1NF, 2NF, 3NF were proposed by E.F. Codd. But later on, a stronger definition of 3NF is known as BCNF was proposed by Boyce and EF Codd hence the name BCNF (Boyce Codd Normal Form).You can go ahead and learn about all the normal forms in detail one by one in the articles that follow.
Need of Normalization in DBMS
Normalization of data is required so as to remove database anomalies. Anomalies are glitches in data base which lead to errors during insertion, modification, and/or deletion of data in tables.
Three types of anomalies that occur are as follows:
- Insertion Anomaly
- Modification Anomaly
- Deletion Anomaly
To better understand these anomalies let us take a sample database.
In simple terms, Insertion Anomaly is a problem when we are not allowed to enter data into our table until all non-related data is also not stored into the table. To explain it further let us take the help of the above example.
Here if we want to add a new sport to the above table, we will not be able to do so until we have a student who takes up that new sport. This is because of the fact that we will not be allowed to add data until we have a valid student number attached to it.
In simple terms, Modification/Update Anomaly is a problem which arises when we modify data in our table but, due to repetition of data in tables, data at some places reflect old values leading to ambiguity of data. To explain it further let us take the help of the same example.
Suppose we want to modify the fees of the sport “swimming” for students and increase it to Rs 750. Now, if we observe there are two records having the sport column values “swimming”. Say we update only the record of student with stu_no 105 then there will be an ambiguity in future about the fee of the sport.
Deletion Anomaly arises when we perform a delete operation on tables.
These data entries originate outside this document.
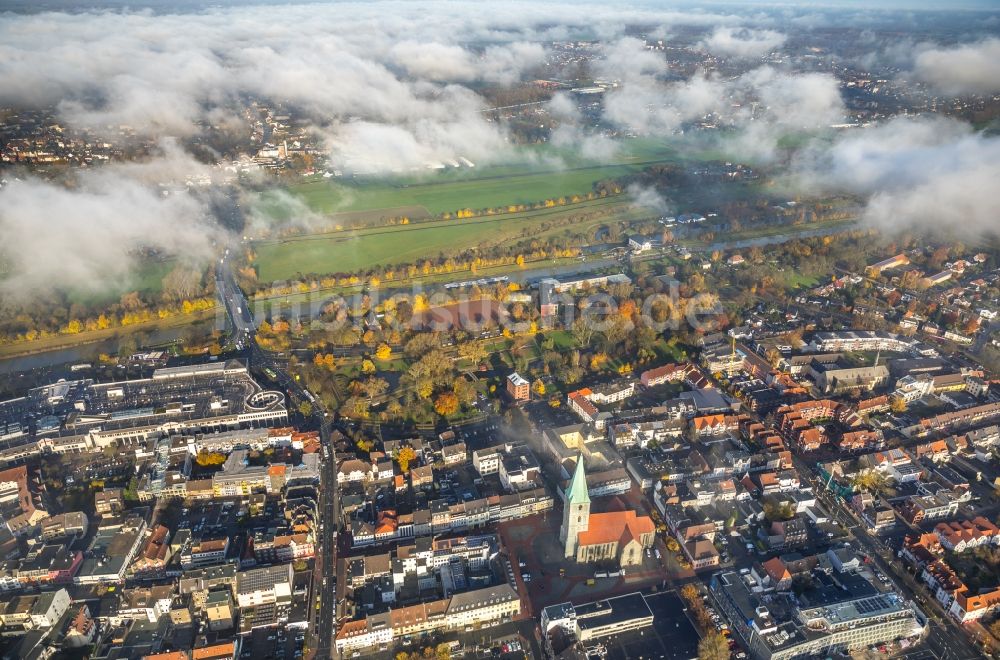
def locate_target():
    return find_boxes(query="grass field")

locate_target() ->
[255,199,642,281]
[66,260,174,308]
[263,139,679,215]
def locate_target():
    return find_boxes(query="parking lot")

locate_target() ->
[586,591,698,660]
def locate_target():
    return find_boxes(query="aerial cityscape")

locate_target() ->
[0,0,1000,660]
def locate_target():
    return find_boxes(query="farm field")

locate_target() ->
[276,139,679,217]
[66,259,175,307]
[255,198,632,282]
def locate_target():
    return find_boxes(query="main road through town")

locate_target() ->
[215,251,340,659]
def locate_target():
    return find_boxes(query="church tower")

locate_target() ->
[559,454,590,559]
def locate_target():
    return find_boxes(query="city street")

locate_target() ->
[800,465,983,660]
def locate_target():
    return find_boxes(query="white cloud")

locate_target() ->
[913,38,1000,95]
[796,117,1000,237]
[0,148,224,301]
[699,27,787,59]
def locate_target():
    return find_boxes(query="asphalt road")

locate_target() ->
[800,466,984,660]
[216,257,340,658]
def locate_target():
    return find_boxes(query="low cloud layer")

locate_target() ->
[0,150,224,301]
[796,117,1000,237]
[0,2,1000,298]
[700,27,787,59]
[913,38,1000,95]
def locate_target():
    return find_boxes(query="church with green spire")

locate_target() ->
[559,454,656,568]
[559,454,590,559]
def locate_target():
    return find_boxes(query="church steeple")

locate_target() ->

In this other useful data related to the tuple also gets deleted which we would have otherwise needed.
For example, in the above table if a student with student id 244 quits his/her respective sport and we issue a delete command, then the information regarding the fees of that course (Squash in this case) will also get deleted. So in future we might not get information about the fees of this course when a new student might opt for it.
To avoid all these anomalies, the process of Normalization is carried out on data.
Advantages of Normalization
Normalization has a number of advantages. Some of them are as follows:
- Normalization helps eliminate or minimise data redundancy.
- It helps in better understanding of relations and data stored in them thereof.
- Data structure is easier to maintain.
- Normalization is a reversible process; hence no information is lost during transformation.
- It helps in efficient use of storage space.
- It provides flexibility of data due to efficient structuring.
Disadvantages of Normalization in DBMS
Some disadvantages of Normalization in DBMS are as follows:
- You should have good knowledge of your users’ requirements.
- Normal Forms of higher end i.e., 4NF and 5NF have performance issues.
- It is a time consuming and a complicated process to follow. You require a good amount of experience to create and optimally normalized database.
- Decomposition of data needs to be done carefully else it may lead to a poor database design.